A secondary analysis of a prior RCT (the Wrist and Radius Injury Surgical Trial (WRIST)) found active, older adults who had few comorbidities and who underwent ORIF with volar locking plates had less pain and earlier return to daily activities than patients treated with casting, both at 6 weeks and a year after injury. The study’s authors discovered that chronological age was a poor proxy for functional demand (activity level), and they measured functional demand directly, using a tool called the Rapid Assessment of Physical Activity (RAPA), a 9-item tool you can easily use in the office. We liked that this study based its claims on differences large enough to be clinically important to patients rather than just “statistically significant” differences. This study is freely available in full-text form, but it’s analytically thorny and not an easy read. We’ll break it down for you.
How’s It Stack Up?
As with humeral shaft fractures, it seems clear enough from many prior studies (including nice RCTs) that surgery and nonsurgical management for distal radius fractures differ little in terms of patient-reported outcomes for pain and function in patients over the age of 65 or so. But that generalization — and the associated AAOS clinical practice guideline on the topic — is drawn mainly from observations of people of particular chronological ages (as opposed to physiological age or measured activity levels), and it focuses on endpoints pretty far downstream from injury, typically more than a year later. The current study addresses the questions of surgeons who wonder whether surgery is justified based on early restoration of pain and function (within the first year), or whether the very active 67-year-old should be offered an operation because she doesn’t look like the “typical” patient in those earlier RCTs.
What’s Our Take?
If you take a moment to make sure that you’re offering surgery to the same patients whom these authors identified as “active,” you’re more likely to replicate their gratifying result.

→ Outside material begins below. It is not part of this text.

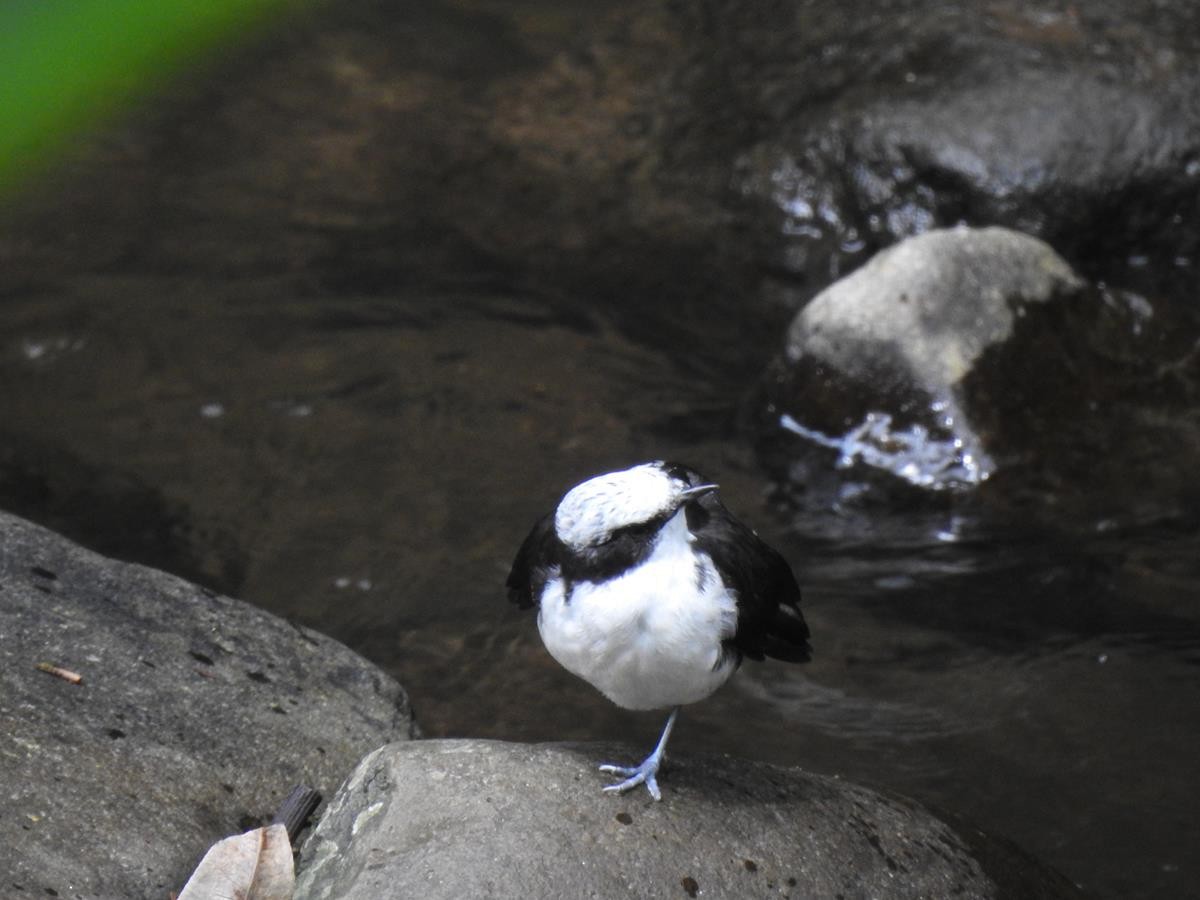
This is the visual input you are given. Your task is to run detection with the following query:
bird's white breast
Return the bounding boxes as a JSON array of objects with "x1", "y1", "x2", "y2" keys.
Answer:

And it’s easy to do. The tool they used (RAPA) is freely available in several languages, can be administered in person or by phone, and takes under a minute to use. While one has to be careful being too confident when using secondary analyses of randomized trials, the effect sizes for very active patients in this study were large enough to make surgery potentially worth talking about (particularly if the patient does not have many serious medical comorbidities), and it gives surgeons a basis in good evidence to answer the question that partners (or insurers) might ask: “Why are you operating on this 70-year-old patient's wrist fracture?“ Not every patient is active enough to clear the bar set by this study, and not every active patient will want surgery (casting does pretty well for many patients), but some are and some will, and this study helps you pick ‘em.
Jayaram M, Wu H, Yoon AP, Kane RL, Wang L, Chung KC. Comparison of Distal Radius Fracture Outcomes in Older Adults Stratified by Chronologic vs Physiologic Age Managed With Casting vs Surgery. JAMA Netw Open. 2023;6:e2255786.